Togo wants truth about Bahrain scam

But in Togo, where the sport has suffered years of setbacks, the clamour for an explanation is growing louder by the day.

"I feel hurt, profoundly shocked by this criminal behaviour. People who are capable of such actions are capable of the worst and should be made an example of," said Antoine Folly, a member of an interim committee of the Togolese football federation.

Togo is still reeling from a January attack on its national team at the African Nations Cup in Angola in which gunmen killed a driver, the assistant manager and a media officer and injured several others.

The federation said on Monday that Tchanile Bana, an assistant coach of Togo's team, has been suspended for three years for taking the "fake" side to Bahrain.

Bana's record is far from clean and he has already been censured for a similar scam. Only in July, the federation suspended him for two years for organising a match in Egypt without the knowledge of Togo's sports authorities.

But few in Togo believe Bana alone is responsible, with some pointing to the federation itself.

"We cannot stop at sanctioning Tchanile Bana alone. Tchanile cannot have acted alone in either of these cases," Folly told Reuters.

"All light must be shed on this matter to unmask and sanction any accomplices he may have at the heart of the federation," he said.

On Tuesday, one of Folly's colleagues on the federation's interim board - appointed by FIFA in the absence of successful elections for federation members - announced his resignation.

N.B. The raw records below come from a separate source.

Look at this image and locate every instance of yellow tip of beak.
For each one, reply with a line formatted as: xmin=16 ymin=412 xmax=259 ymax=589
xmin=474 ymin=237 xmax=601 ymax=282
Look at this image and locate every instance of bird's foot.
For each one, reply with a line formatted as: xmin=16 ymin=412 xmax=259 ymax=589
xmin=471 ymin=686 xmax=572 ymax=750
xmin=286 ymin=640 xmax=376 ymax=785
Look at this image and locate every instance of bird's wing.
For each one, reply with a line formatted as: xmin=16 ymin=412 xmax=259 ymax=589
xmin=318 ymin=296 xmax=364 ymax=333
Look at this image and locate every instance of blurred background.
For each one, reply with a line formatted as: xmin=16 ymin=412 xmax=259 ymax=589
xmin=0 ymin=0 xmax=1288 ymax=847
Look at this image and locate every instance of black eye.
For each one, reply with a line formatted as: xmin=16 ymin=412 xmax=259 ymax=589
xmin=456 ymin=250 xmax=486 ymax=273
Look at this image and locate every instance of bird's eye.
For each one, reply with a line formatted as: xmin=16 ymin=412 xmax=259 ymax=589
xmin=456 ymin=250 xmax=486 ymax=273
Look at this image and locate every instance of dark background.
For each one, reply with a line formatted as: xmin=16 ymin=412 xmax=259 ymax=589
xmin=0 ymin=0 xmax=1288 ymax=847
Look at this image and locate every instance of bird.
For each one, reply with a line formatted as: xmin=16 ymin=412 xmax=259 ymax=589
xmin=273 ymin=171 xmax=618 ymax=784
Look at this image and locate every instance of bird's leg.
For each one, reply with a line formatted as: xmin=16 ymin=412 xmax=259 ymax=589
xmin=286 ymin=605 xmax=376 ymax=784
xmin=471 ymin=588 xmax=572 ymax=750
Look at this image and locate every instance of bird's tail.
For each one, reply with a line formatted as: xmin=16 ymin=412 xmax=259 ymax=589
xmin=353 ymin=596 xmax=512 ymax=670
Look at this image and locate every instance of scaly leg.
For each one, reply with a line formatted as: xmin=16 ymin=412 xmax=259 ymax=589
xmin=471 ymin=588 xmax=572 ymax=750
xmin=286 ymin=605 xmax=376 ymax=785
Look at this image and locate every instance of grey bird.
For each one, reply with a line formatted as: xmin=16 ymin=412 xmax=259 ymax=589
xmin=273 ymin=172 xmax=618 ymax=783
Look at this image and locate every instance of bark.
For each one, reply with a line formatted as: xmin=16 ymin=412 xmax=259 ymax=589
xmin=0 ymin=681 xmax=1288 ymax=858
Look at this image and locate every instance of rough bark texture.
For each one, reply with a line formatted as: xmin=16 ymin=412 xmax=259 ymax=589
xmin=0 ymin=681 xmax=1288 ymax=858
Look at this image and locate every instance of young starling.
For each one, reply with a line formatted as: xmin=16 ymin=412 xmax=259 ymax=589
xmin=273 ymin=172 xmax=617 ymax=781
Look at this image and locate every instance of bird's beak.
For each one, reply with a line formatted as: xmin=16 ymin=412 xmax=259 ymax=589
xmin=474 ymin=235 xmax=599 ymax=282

Martial Akakpo told local radio that he felt "overwhelmed by the scale of the crises the federation keeps running into."

QUESTIONS

The Bahrain match was, by all accounts, disappointing.

Turnout was low, with only a hundred or so spectators in the stands of Bahrain's National Stadium. The Muslim holy month of Ramadan and the still searing summer heat of the Arab Gulf put even die-hard fans off from watching their team.

But the vice-president of Bahrain's football association said it soon became clear that something was amiss.

"It was a weak performance. Before we played everything seemed alright, but when we played the game it became clear something was wrong," said Sheikh Ali bin Khalifa al-Khalifa.

At first, Sheikh Ali said he thought the team were perhaps just reserve players, but their performance was so bad that soon questions arose if this was the same side that until recently featured Manchester City forward and 2008 African Player of the Year Emmanuel Adebayor.

"I didn't think these were the Togo players I read about in the newspapers... it was a bad game with bad players," said a Bahraini who watched the game.

Togolese media report that for the July game in Egypt, Bana had picked the players from his training centre for aspiring footballers and passed them off as his national team, and there is speculation he did the same again in Bahrain.